(Pubblicato su Kataweb Forum Cinema nel marzo 2003)
<< Mi chiamo Lester Burnham. […] Ho 42 anni. Fra meno di un anno sarò morto. Naturalmente non lo so ancora. E comunque, per certi versi, sono già morto >>.
In un sobborgo di belle villette ordinate, giardini curati, tranquillo benessere middle-class, vive un uomo di mezza età che, giorno dopo giorno, si rende conto del proprio fallimento. Sta perdendo il lavoro, un buon lavoro, ben retribuito, la moglie carrierista lo trascura, la figlia adolescente gli interpone un muro di silenzio. Sta diventando un essere superfluo, un corpo sempre più estraneo in una comunità in cui vige la legge spietata del successo. È un uomo che vede declinare pericolosamente la propria parabola esistenzale, ma fatica a opporsi a una forza oscura che lo trascina verso il fondo. Non riesce a far altro che rinchiudersi in una silenziosa, nevrotica disperazione: fa i pesi, fuma marijuana, si masturba furiosamente, si lascia agguantare dalla sensualità vanesia di una ragazzina che allucina immersa in una vasca di petali di rosa.

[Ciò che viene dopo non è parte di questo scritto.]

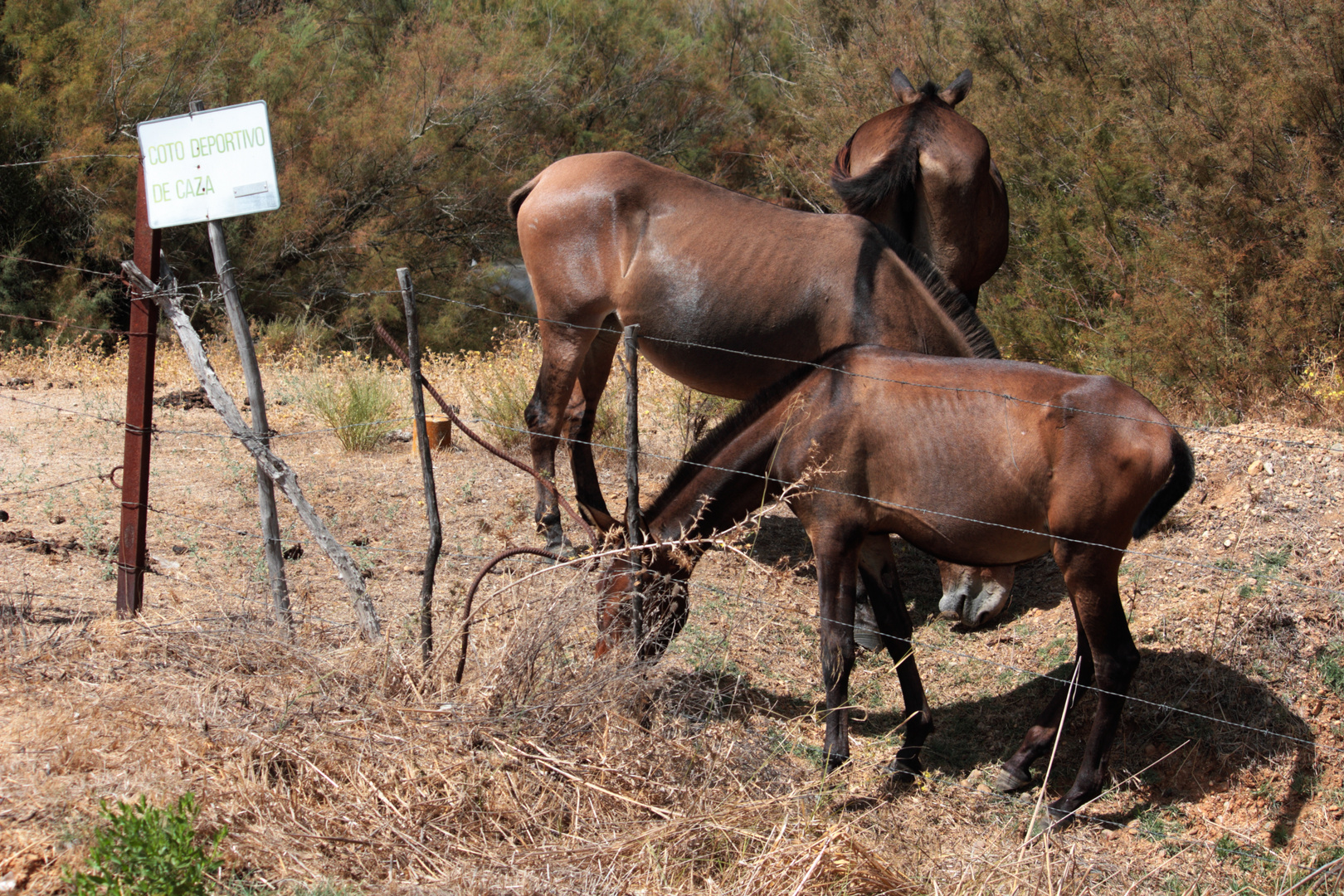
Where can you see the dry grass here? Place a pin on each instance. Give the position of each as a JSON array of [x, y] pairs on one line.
[[550, 772]]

<< Stavo aspettando che tu mi lavassi. Sono molto, molto sporca >>.
L’animo delle persone che gli vivono accanto è piagato da altrettante afflizioni e contraddizioni. La figlia, a tutta prima timida e incerta, ha una vita sessuale sfacciata, mentre l’acida e frigida moglie si è fatta l’amante. Il ragazzo della porta accanto, il quale filma ogni cosa in cerca della verità, è uno spacciatore senza scrupoli. Il padre, di cui è succube, un collezionista d’armi e cimeli nazisti che, dietro l’omofobia, nasconde un segreto inconfessabile. L'adolescente di cui Lester s’infatua appare sessualmente disinibita, ma è in realtà vergine e insicura.

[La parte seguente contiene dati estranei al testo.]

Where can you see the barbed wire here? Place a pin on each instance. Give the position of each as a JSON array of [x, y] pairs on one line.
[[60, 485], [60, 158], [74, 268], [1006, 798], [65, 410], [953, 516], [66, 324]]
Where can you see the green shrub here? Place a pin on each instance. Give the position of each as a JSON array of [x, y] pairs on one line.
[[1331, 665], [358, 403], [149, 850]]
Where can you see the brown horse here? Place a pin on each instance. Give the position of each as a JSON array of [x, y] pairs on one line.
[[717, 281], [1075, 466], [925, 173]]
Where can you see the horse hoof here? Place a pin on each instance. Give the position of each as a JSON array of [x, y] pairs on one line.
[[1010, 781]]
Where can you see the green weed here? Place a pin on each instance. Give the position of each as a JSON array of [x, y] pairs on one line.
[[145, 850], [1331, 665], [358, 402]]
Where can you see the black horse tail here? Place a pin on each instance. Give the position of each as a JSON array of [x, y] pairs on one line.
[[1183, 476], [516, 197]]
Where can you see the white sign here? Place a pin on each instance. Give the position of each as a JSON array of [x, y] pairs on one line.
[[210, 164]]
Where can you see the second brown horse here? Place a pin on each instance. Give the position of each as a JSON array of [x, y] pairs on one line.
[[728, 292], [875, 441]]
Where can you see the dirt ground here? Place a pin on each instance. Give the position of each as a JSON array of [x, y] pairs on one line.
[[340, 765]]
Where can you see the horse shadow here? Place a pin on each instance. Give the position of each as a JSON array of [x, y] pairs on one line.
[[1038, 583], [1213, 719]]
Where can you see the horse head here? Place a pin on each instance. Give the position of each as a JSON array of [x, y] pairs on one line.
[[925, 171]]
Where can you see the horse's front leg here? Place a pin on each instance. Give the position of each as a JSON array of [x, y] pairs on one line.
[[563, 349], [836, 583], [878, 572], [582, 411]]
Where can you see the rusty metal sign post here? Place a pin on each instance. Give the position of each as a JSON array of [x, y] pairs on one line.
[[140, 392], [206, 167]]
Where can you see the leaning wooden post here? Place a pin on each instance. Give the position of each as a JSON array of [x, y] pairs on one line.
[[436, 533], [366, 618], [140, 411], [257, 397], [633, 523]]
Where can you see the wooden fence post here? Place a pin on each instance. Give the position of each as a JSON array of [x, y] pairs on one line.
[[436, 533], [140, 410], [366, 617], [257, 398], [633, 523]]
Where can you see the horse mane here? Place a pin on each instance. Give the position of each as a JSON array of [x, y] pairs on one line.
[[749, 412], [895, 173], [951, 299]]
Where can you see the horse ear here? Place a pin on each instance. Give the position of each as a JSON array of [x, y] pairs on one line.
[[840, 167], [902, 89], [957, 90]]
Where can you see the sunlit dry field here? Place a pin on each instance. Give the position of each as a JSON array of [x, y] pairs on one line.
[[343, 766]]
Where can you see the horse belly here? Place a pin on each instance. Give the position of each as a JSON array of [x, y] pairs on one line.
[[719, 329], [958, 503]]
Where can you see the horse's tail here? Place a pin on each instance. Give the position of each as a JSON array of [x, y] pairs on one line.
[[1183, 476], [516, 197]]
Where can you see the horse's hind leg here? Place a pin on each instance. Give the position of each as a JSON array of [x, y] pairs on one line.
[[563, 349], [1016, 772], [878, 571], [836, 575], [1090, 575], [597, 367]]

Il lungo flashback dal punto di vista del defunto (a richiamare esplicitamente Viale del tramonto) rappresenta l’epitaffio di ciò che resta oggi dell’American Dream. Nulla è come sembra in questa società allo sbando, senza punti di riferimento, che converte le proprie angosce nell’aggressività incontrollata. Per questo motivo è, a mio avviso, uno dei film più belli e lucidi di questi ultimi anni (in mezzo a tante fesserie, qualche volta gli americani ci azzeccano). Senza la pretesa di essere un trattato di sociologia, anzi inframmezzato da momenti di puro lirismo, lascia nello spettatore un segno di dolorosa inquietudine. È quasi impossibile non identificarsi in qualche modo con il protagonista: con la sua facies quasi amimica, Kevin Spacey dà vita a un personaggio che turba e fa riflettere sul nostro vagolare quotidiano in cerca di qualche fragile appiglio.

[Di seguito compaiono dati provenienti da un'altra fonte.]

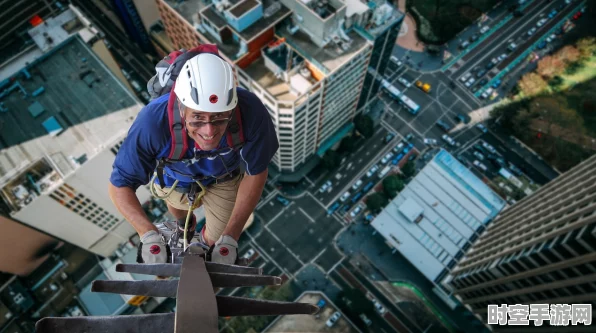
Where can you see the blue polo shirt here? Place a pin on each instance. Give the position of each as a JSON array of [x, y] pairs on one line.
[[149, 140]]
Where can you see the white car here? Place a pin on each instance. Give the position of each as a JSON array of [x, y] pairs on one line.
[[333, 319], [345, 196], [448, 139], [480, 166], [387, 158], [404, 82], [356, 211], [398, 147], [326, 187], [372, 171], [430, 142], [465, 77], [249, 254]]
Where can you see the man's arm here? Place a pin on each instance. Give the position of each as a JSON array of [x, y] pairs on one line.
[[249, 193], [127, 203]]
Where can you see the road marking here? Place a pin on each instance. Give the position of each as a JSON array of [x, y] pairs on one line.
[[305, 214]]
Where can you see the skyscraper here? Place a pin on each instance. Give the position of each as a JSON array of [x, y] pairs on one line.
[[305, 59], [541, 250]]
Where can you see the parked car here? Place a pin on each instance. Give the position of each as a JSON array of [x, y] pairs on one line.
[[325, 187], [430, 142], [333, 319], [448, 139], [345, 196], [387, 158], [480, 166], [282, 200]]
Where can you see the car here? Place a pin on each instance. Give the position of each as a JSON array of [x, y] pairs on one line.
[[443, 125], [248, 254], [487, 93], [541, 22], [356, 197], [405, 82], [430, 142], [387, 158], [489, 147], [480, 166], [325, 187], [465, 77], [356, 211], [553, 13], [372, 171], [398, 147], [333, 319], [282, 200], [379, 307], [398, 158], [388, 137], [345, 196], [448, 139], [333, 208]]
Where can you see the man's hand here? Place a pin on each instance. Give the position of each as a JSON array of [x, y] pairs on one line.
[[225, 250], [152, 249]]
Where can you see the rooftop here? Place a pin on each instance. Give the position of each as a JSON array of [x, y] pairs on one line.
[[328, 58], [316, 323], [455, 206], [68, 99]]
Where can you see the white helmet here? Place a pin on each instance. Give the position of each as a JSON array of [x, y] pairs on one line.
[[206, 83]]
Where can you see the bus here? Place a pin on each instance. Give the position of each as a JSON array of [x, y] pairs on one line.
[[412, 107]]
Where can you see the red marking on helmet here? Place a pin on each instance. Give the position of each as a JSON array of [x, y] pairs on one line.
[[154, 249]]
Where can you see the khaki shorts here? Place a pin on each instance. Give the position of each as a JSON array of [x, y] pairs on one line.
[[218, 202]]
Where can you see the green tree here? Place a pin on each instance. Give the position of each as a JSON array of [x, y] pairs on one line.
[[347, 144], [376, 201], [409, 169], [392, 185], [331, 159], [364, 125]]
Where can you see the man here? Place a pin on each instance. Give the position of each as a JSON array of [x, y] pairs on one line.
[[206, 97]]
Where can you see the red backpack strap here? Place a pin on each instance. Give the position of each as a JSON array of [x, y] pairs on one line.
[[235, 133], [177, 129]]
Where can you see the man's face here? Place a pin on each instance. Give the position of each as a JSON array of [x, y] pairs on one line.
[[206, 128]]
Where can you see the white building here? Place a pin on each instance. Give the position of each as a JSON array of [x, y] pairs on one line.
[[63, 115], [438, 215]]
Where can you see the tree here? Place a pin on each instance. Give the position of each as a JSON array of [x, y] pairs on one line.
[[331, 159], [376, 201], [392, 185], [364, 125], [347, 144], [409, 169]]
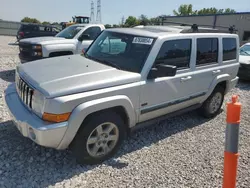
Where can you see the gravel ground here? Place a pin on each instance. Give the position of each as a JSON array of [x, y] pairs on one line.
[[185, 151]]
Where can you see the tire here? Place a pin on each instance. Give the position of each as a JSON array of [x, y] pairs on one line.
[[84, 148], [212, 106]]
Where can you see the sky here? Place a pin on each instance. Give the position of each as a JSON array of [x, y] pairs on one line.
[[112, 10]]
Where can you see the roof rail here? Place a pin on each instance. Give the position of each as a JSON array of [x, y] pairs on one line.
[[195, 27]]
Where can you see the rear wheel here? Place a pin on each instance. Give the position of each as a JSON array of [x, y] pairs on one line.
[[99, 139], [212, 106]]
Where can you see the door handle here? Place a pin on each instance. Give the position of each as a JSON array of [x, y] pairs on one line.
[[186, 79], [216, 72]]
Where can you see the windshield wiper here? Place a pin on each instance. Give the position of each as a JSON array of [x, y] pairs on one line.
[[110, 64], [245, 52]]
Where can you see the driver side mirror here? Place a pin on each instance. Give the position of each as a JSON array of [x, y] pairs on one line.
[[162, 70], [84, 37]]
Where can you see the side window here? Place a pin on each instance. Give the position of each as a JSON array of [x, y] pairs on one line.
[[207, 51], [96, 32], [93, 32], [175, 52], [229, 49], [113, 46]]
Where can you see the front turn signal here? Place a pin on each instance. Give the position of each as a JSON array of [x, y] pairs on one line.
[[57, 118]]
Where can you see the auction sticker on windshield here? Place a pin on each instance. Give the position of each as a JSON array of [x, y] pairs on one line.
[[142, 40]]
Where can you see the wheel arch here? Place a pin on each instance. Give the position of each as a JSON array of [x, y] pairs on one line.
[[120, 104]]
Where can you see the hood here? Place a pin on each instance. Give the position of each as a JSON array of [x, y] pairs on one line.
[[243, 59], [47, 40], [71, 74]]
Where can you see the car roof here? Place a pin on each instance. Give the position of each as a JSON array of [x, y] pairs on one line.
[[157, 31], [84, 25]]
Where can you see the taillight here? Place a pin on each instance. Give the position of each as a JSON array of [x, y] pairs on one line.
[[21, 34]]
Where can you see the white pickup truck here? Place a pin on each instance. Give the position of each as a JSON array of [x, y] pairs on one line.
[[71, 40]]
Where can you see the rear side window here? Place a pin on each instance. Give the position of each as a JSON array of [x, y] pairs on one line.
[[207, 51], [229, 49], [175, 52]]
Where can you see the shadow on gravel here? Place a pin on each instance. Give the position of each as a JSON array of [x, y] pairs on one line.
[[8, 75], [243, 85], [24, 163], [13, 43]]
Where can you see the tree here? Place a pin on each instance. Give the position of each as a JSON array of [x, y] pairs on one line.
[[187, 9], [46, 23], [131, 21], [30, 20], [115, 26], [184, 10], [108, 26]]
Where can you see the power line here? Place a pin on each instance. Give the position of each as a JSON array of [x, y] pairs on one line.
[[92, 15]]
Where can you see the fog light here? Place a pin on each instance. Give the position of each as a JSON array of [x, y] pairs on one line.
[[32, 134]]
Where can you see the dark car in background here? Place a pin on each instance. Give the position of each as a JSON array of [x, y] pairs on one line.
[[35, 30], [244, 59]]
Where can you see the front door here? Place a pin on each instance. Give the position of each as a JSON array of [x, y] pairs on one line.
[[167, 94], [93, 32]]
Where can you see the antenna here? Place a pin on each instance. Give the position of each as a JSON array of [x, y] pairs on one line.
[[99, 14], [92, 15]]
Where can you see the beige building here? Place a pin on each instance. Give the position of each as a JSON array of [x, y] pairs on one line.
[[241, 21]]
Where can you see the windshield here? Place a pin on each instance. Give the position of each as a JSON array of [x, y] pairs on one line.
[[245, 50], [123, 51], [70, 32]]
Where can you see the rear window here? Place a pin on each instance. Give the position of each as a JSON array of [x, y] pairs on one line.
[[229, 49], [175, 52], [207, 51]]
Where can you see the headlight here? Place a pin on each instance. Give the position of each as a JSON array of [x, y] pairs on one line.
[[38, 102]]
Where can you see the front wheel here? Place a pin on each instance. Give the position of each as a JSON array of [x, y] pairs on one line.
[[212, 106], [99, 139]]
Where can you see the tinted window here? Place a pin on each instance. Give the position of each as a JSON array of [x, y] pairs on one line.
[[93, 32], [70, 32], [120, 50], [175, 52], [229, 48], [207, 51]]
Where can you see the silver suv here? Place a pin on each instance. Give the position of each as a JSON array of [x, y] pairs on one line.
[[127, 78]]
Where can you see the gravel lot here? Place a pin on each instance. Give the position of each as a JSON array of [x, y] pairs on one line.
[[185, 151]]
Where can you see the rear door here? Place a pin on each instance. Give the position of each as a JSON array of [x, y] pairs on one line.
[[207, 66], [163, 95]]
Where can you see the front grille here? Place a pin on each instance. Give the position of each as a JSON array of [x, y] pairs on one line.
[[24, 91], [25, 49]]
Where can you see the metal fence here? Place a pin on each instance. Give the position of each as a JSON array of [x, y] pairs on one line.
[[9, 27]]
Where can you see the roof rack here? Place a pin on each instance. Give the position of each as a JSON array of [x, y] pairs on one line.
[[196, 29]]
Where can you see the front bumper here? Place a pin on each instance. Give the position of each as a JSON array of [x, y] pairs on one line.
[[31, 126], [244, 72]]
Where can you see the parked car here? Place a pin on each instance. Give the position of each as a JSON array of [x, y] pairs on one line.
[[72, 40], [244, 59], [34, 30], [90, 102]]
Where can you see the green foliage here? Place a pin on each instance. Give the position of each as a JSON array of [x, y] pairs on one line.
[[187, 9], [30, 20], [184, 10], [108, 26], [46, 23]]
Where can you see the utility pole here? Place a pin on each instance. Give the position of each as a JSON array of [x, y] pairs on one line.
[[92, 15], [99, 13]]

Lester riesce tuttavia a prendere coscienza delle proprie incapacità e a riscoprire progressivamente se stesso, arrivando a confrontarsi con emozioni per lungo tempo represse. Neppure un ultimo, imprevisto, evento può fermare il percorso che porta alla pacificazione. Il suo commiato ci suggerisce che nell’istante della morte, come in un’estrema agnizione, giungeremo a cogliere il vero significato della nostra esistenza. Che sia questa l'attesa redenzione?
<< Adesso non posso provare che gratitudine verso ogni istante di questa mia piccola, stupida vita… Non capite di cosa parlo, lo so. Ma non preoccupatevi, un giorno lo saprete >>.
American Beauty, di Sam Mendes, con Kevin Spacey, Annette Bening, Thora Birch, Mena Suvari (Usa, 2002, 121’). Venerdì 17 dicembre, Rete4, ore 23,30.